Comment 1 Peter Staubach 2005-06-28 20:51:33 UTC
These messages should not be occuring because they indicate that an NFSv4
protocol error is being attempted to be passed up to the user level.  This
should not happen.  In this case, the error indicates that the client is
not handling sequence numbers correctly.

Is there any idea of what is happening when the message appears?  This
might give some clue to the code path which is not correct.

Comment 2 Andrew Schultz 2005-06-28 21:47:33 UTC
It seems to be Mozilla that causes the problems.  I'm not seeing the problem on
other (headless) worstation, only on my desktop.  I got the error once when I
received new mail and another time when I deleted a bunch of messages and
compacted a folder.  Unfortunately, Mozilla is probably enough of a beast that
that won't help narrowing it down too much.

Is there some way to get the kernel to be more verbose about the error?

Comment 3 Steve Dickson 2005-09-07 10:17:18 UTC
It appears the client and server state is getting out
of sync but its not clear why.... It sounds like your mail
folders are on an v4 mount, is this the case?

Comment 4 Andrew Schultz 2005-09-07 12:51:33 UTC
yes.

Comment 5 Need Real Name 2007-03-01 15:13:49 UTC
Any status on this? I am seeing this on a large system (200+ nodes) running
RHEL4.4 kernel rev 42.0.2.  Any tips would be appreciated.

Comment 6 Peter Staubach 2007-03-13 19:52:05 UTC
I could use some help in identifying a reproducible testcase, so, if
someone can identify a sequence of commands/whatever which will provoke
the messages, I would appreciate it.

Comment 7 Jeff Layton 2007-07-17 20:01:11 UTC
There are quite a few NFSv4 patches going into 4.6. Some of them may help this
situation. If you have a non-critical place to do so, please test the kernels on
my people page:

http://people.redhat.com/jlayton

and let me know if the issue is still reproducible.
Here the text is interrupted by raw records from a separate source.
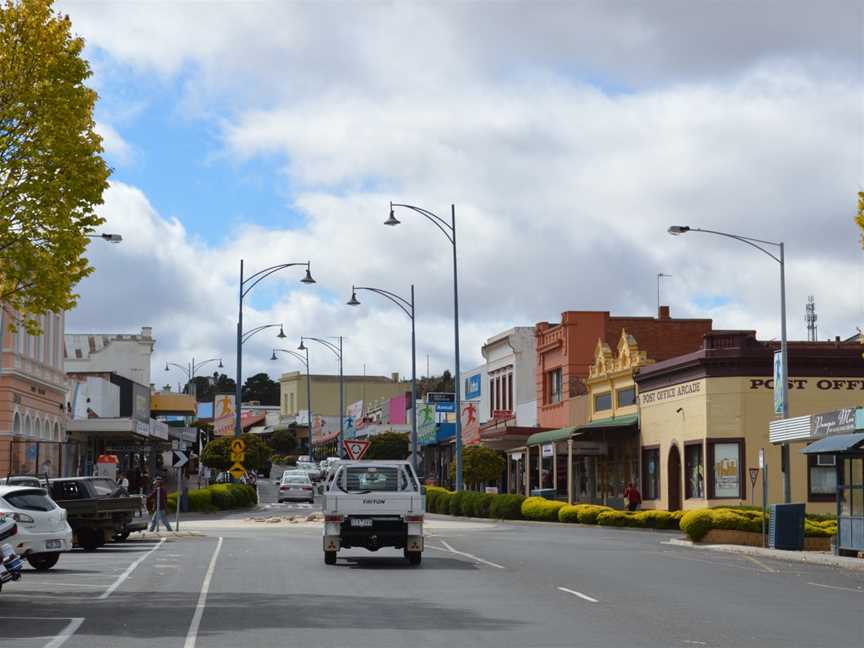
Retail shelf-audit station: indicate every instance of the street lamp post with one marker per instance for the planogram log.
(677, 230)
(408, 308)
(305, 362)
(247, 284)
(337, 351)
(449, 231)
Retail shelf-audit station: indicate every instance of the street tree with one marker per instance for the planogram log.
(52, 174)
(479, 466)
(388, 445)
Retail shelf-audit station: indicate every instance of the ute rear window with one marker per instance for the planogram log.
(30, 500)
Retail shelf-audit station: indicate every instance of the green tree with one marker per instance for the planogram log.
(283, 441)
(388, 445)
(479, 466)
(262, 388)
(217, 453)
(52, 174)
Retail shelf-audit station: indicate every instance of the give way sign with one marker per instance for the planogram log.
(355, 449)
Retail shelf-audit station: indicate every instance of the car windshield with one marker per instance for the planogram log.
(30, 500)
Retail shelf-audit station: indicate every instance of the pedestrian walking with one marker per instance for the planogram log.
(157, 502)
(632, 497)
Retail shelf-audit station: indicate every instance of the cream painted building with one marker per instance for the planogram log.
(325, 392)
(704, 417)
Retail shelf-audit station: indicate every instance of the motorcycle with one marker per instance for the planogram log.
(11, 563)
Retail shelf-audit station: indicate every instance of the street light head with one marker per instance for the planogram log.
(392, 220)
(677, 230)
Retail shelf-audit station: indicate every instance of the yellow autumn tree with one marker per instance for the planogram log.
(52, 174)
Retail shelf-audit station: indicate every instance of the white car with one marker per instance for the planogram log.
(43, 532)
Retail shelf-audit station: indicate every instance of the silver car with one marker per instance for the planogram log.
(296, 486)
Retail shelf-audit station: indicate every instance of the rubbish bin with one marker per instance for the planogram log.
(786, 527)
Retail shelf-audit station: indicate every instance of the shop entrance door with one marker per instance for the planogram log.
(674, 473)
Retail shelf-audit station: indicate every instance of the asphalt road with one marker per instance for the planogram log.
(480, 584)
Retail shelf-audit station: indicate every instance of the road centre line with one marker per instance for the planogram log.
(70, 629)
(471, 556)
(120, 579)
(192, 635)
(579, 594)
(845, 589)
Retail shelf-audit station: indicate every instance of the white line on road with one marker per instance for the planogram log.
(60, 639)
(192, 635)
(127, 573)
(579, 594)
(472, 556)
(845, 589)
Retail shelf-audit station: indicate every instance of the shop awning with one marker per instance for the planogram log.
(550, 436)
(836, 443)
(621, 421)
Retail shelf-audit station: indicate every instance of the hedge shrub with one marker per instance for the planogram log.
(540, 508)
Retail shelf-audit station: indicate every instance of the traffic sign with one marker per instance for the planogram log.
(355, 449)
(178, 459)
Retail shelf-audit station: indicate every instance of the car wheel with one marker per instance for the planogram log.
(43, 562)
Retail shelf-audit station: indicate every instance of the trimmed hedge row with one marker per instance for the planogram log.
(218, 497)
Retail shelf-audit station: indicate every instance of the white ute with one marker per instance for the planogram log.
(374, 504)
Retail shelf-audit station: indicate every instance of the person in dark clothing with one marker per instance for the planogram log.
(633, 497)
(157, 502)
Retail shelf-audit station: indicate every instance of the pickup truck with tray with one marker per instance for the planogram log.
(374, 504)
(96, 510)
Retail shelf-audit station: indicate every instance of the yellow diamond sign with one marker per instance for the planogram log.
(237, 470)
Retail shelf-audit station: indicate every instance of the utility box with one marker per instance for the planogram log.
(786, 527)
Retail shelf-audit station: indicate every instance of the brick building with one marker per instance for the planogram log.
(565, 353)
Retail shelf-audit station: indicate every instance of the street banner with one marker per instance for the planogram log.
(470, 423)
(426, 426)
(778, 383)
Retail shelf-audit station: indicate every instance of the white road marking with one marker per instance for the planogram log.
(472, 556)
(579, 594)
(59, 639)
(192, 635)
(845, 589)
(120, 579)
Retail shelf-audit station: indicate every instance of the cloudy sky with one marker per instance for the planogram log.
(568, 135)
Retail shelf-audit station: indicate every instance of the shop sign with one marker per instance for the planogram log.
(840, 421)
(591, 448)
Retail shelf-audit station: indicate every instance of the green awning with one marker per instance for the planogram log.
(550, 436)
(621, 421)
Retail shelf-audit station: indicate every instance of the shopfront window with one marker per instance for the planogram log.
(651, 473)
(694, 471)
(821, 477)
(603, 402)
(725, 459)
(626, 396)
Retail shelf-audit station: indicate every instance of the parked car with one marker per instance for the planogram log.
(97, 510)
(43, 531)
(296, 487)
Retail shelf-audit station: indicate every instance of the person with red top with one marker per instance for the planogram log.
(633, 497)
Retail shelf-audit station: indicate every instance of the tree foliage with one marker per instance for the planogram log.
(479, 466)
(217, 453)
(388, 445)
(52, 174)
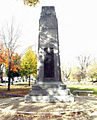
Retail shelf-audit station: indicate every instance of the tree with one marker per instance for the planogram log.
(9, 35)
(29, 64)
(15, 65)
(84, 62)
(31, 2)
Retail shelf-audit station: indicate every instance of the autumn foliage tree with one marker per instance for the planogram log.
(9, 34)
(31, 2)
(29, 64)
(15, 61)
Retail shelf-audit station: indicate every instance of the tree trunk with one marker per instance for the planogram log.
(1, 79)
(29, 81)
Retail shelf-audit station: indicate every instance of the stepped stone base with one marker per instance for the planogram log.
(49, 92)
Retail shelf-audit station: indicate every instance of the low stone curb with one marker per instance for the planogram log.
(11, 95)
(12, 112)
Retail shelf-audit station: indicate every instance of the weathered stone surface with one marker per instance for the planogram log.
(49, 87)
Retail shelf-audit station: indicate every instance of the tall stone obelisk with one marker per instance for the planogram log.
(49, 87)
(48, 47)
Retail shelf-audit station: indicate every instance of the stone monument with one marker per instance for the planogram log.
(49, 87)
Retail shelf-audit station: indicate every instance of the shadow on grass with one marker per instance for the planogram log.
(79, 88)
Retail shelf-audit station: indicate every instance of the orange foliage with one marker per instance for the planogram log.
(15, 60)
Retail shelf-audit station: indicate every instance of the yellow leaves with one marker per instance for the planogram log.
(15, 59)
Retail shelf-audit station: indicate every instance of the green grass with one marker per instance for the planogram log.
(83, 88)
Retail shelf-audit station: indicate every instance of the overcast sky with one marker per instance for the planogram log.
(77, 23)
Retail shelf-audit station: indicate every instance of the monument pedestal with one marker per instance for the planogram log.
(49, 87)
(49, 92)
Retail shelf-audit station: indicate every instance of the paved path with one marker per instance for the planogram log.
(13, 105)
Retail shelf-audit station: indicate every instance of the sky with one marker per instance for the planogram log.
(77, 25)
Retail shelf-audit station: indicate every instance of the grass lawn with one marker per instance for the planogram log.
(19, 89)
(23, 89)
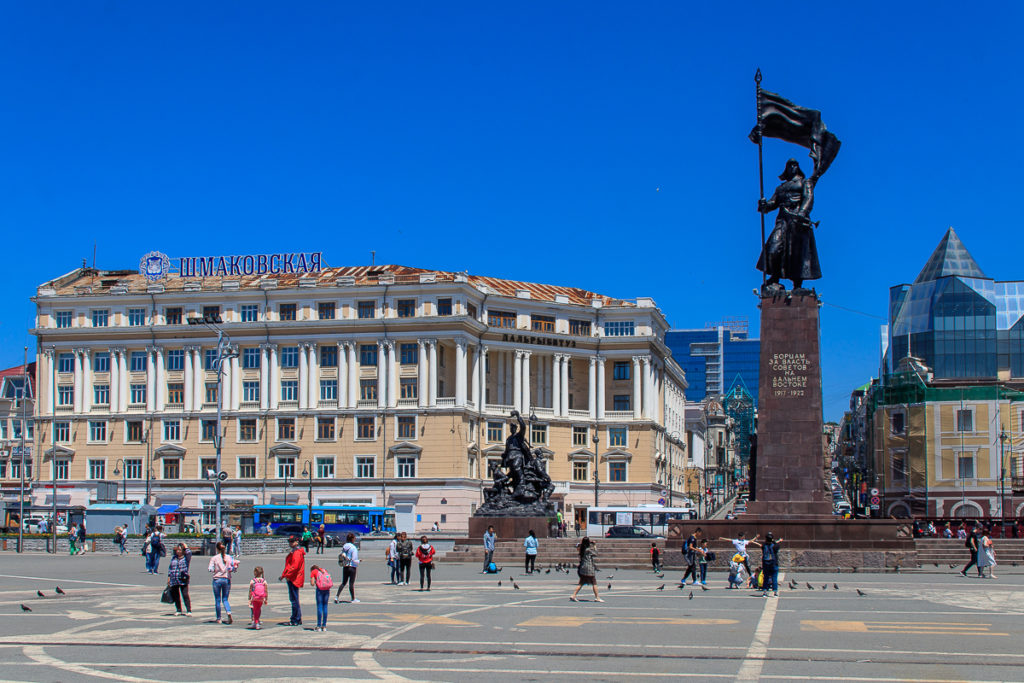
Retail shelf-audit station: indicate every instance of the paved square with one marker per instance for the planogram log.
(112, 626)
Comment 8 Andrew Schultz 2007-08-10 18:36:38 UTC
I upgraded the kernel to 2.6.9-55.16.EL.jtltest.14 on the server and a couple
clients and switched back to NFS v4 with no problems.  I switched to NFS v4 on
my workstation (forgetting to upgrade the kernel) and I got a kernel panic
within a couple hours.  I upgraded the kernel and haven't any any problems in 4
days.

Comment 9 Jeff Layton 2007-08-10 19:31:45 UTC
Excellent. This is likely a duplicate of an existing bug, but without more info,
it's tough to know which. Do you happen to have the oops message from the kernel
panic? That may help us to determine the cause.




Comment 10 Andrew Schultz 2007-08-10 19:43:28 UTC
Created attachment 161077 [details]
/var/log/messages snippit from kernel panic

I got this after a bunch of messages like:
> nfs4_map_errors could not handle NFSv4 error 10026
> rpciod waiting on sync task!
> NFS: v4 server returned a bad sequence-id error!

Hopefully the call trace is helpful.  The rest doesn't make much sense to me. 
:)

Comment 11 Jeff Layton 2007-08-10 19:50:21 UTC
Thanks. Closing this as a duplicate...



*** This bug has been marked as a duplicate of 209419 ***

Comment 12 Jeff Layton 2007-08-10 19:55:39 UTC
Technically, I think this is really 2 separate issues. This is also related to
bug #228292, which deals with the "rpciod waiting on sync task" problem. The
panic you've seen is related to the bug that this was closed against. Both
problems should be addressed in 4.6.